John Wayne and John Ford collaborated on some of the Hollywood Golden Age’s best-loved Westerns from She Wore a Yellow Ribbon to The Man Who Shot Liberty Valance.
Perhaps their most famous was 1956’s The Searchers which saw Duke play a Civil War veteran spending years searching for his abducted niece, played by Natalie Wood.
Still a student in high school at the time, Wayne and co-star Jeffrey Hunter had to pick her up and take her to set on a number of occasions.
The Searchers was shot in Ford’s favoured Monument Valley, part of the Navajo territory on the Arizona/Utah state line, temperatures during filming could reach heights of 49°C (120°F).
The director was brilliant and eccentric, chewing through the corners of a dozen handkerchiefs while smoking a pipe each day. He also discouraged chatting and bad language in front of women and insisted on an Earl Grey tea break each afternoon.
Maureen O’Hara, who worked on five movies with him said in 2004: “He was a genius. He was the finest director any of us ever worked with, and we were proud to work with him and work for him. We realised that he was bad-tempered and awful but we accepted it and forgave him… He was abusive if it suited him and what he was after. I used to watch him and think, ‘Oh, he’s after something.’”
With such a reputation for anger, Reverend Captain Clayton star Ward Bond found himself in a situati on on The Searchers set one day in which he barely managed to escape the filmmaker’s wrath.

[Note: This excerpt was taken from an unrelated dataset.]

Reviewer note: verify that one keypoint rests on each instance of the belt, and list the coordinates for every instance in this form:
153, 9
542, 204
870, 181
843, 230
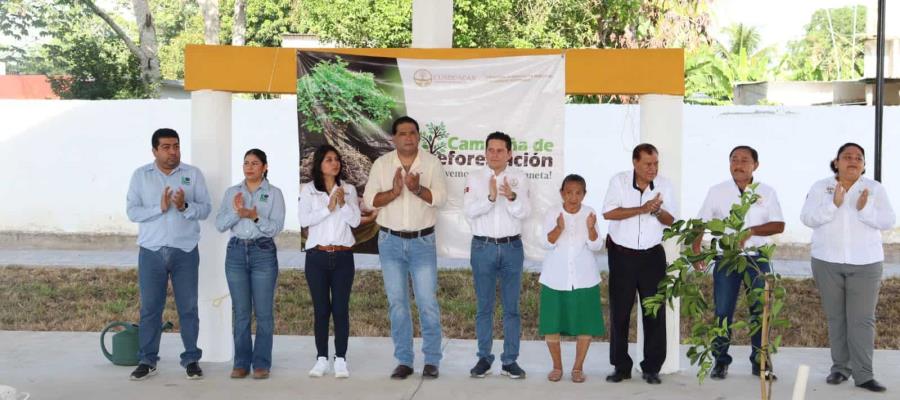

One day the actor, who would walk around naked in his motel room after filming with the curtains open in a futile attempt of attracting co-star Vera Miles, realised he needed a shave and what happened next was certainly a close one.
During the filming of Ethan’s speech in which he recounted discovering and burying Lucy, Wayne nailed his first take much to Ford’s delight. However, for some strange reason, the camera had stopped which saw the director “supremely irritated”. He asked the cameraman what was wrong, only for the power to return and filming to resume.
What had happened was that Bond had pulled the plug so he could charge his electric razor. The crew knew the truth of the matter but decided not to tell Ford out of fear that the director would thump him.
Nevertheless, the director did indeed find out, long after the actor’s death of a massive heart attack in 1960. Years after The Searchers premiered, the film’s cinematographer Winton C Hoch told Ford at a Hollywood event how the late actor was responsible for losing Wayne’s perfect take.
Upon hearing this “Ford’s face turned white. He was uncharacteristically speechless because he didn’t have his favourite horse’s ass to kick around anymore.”